Dando uno sguardo più approfondito allo studio, risulta che i giornalisti non temono la posta elettronica. Piuttosto la considerano all’unanimità un mezzo indispensabile sia per la propria attività, sia per la gestione delle relazioni con gli uffici stampa, soprattutto perché alternativo al telefono. Unica nota dolente resta il controllo della casella di posta che può durare un paio di ore o addirittura un’intera giornata. Di qui la necessità per i giornalisti, proprio per sopravvivere all’invasione quotidiana delle email, di avvalersi di alcuni criteri di selezione, che, viceversa, possono trasformarsi in utili suggerimenti per i professionisti della comunicazione. Pertanto, può essere importante sapere che i giornalisti prima di decidere se cestinare un’email, insieme al valore della notizia, valutano anche il mittente, l’oggetto e il titolo del comunicato stampa contenuto. Per loro è importante conoscere chi scrive, ossia l’ufficio stampa. Come pure importanti sono l’oggetto, che deve essere conciso, coerente e capace di attrarre l’attenzione e la rilevanza della notizia, che deve essere pertinente con il ruolo, la testata e il settore specifico del giornalista. Last but not the least, il mittente dei comunicati deve conoscere i ritmi di lavoro della testata giornalistica a cui si rivolge, sia essa un quotidiano, un periodico, un telegiornale o un giornale radio. Le notizie devono giungere in redazione in modo tempestivo rispetto alla chiusura del giornale e possibilmente anche prima della riunione in cui si decide il “timone” del nuovo numero.

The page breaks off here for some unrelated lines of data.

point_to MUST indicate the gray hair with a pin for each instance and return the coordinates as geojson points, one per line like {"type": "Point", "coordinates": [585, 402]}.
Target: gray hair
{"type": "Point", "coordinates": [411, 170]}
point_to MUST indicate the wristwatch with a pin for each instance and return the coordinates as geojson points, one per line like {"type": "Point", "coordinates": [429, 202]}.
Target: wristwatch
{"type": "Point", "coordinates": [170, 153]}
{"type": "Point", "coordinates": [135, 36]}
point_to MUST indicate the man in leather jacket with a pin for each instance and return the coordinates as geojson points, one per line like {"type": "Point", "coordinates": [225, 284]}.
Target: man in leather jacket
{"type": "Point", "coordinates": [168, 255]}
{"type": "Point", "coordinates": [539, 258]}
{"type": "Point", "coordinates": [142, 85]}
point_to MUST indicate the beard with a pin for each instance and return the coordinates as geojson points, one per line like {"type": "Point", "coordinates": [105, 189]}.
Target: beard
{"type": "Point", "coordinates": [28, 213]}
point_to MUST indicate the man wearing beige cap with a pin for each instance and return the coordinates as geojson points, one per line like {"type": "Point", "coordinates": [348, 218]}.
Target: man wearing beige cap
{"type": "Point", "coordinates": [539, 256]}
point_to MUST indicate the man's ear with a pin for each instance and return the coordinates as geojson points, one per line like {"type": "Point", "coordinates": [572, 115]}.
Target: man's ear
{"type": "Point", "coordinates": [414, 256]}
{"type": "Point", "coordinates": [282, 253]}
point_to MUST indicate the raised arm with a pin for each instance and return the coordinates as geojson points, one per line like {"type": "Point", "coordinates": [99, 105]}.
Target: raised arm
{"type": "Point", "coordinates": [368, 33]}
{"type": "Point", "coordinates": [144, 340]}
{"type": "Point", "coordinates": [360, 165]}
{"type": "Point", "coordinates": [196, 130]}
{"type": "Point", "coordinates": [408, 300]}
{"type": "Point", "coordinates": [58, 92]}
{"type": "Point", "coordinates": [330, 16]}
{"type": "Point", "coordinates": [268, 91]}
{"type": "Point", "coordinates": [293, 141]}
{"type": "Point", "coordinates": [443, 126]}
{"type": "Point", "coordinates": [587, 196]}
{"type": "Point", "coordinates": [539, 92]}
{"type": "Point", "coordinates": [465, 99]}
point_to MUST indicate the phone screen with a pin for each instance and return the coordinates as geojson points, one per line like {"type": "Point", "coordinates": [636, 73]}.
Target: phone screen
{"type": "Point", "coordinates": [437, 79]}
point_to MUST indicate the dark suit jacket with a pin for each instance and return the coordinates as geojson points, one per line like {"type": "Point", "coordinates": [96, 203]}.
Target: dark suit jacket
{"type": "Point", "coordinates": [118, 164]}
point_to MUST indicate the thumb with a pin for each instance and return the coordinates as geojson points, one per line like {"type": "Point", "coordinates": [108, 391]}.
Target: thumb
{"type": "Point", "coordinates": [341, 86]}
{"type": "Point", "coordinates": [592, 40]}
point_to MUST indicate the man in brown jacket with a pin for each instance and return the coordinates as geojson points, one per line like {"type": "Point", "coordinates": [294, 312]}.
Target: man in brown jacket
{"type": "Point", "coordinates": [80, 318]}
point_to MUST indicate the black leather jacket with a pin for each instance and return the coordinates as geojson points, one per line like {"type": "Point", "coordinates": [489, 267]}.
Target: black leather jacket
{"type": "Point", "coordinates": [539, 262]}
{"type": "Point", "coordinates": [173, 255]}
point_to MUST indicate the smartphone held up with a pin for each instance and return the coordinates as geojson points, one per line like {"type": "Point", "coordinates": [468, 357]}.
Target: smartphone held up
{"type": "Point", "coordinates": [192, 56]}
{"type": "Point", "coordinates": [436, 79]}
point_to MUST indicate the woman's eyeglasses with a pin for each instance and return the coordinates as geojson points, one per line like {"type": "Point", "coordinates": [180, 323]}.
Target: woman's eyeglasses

La lezione che si trae da questa indagine? Per essere “buoni comunicatori” non basta spedire un’email al proprio interlocutore, ma bisogna fare in modo che quest’ultimo la apra, la legga e dia visibilità al messaggio. Per fare in modo che ciò avvenga, dunque, è opportuno che gli uffici stampa seguano alcune regole basilari: sinteticità del messaggio, notiziabilità del contenuto, scelta accurata del destinatario e, soprattutto, conoscenza dei tempi di lavoro dell’interlocutore. Perché, avvertono gli autori dello studio, la riuscita o meno della comunicazione dipende anche da ciò: chiamare un giornalista nel pieno di una riunione di redazione, mentre sta scrivendo i suoi articoli o piuttosto nel suo unico giorno di riposo è garanzia di sicuro insuccesso.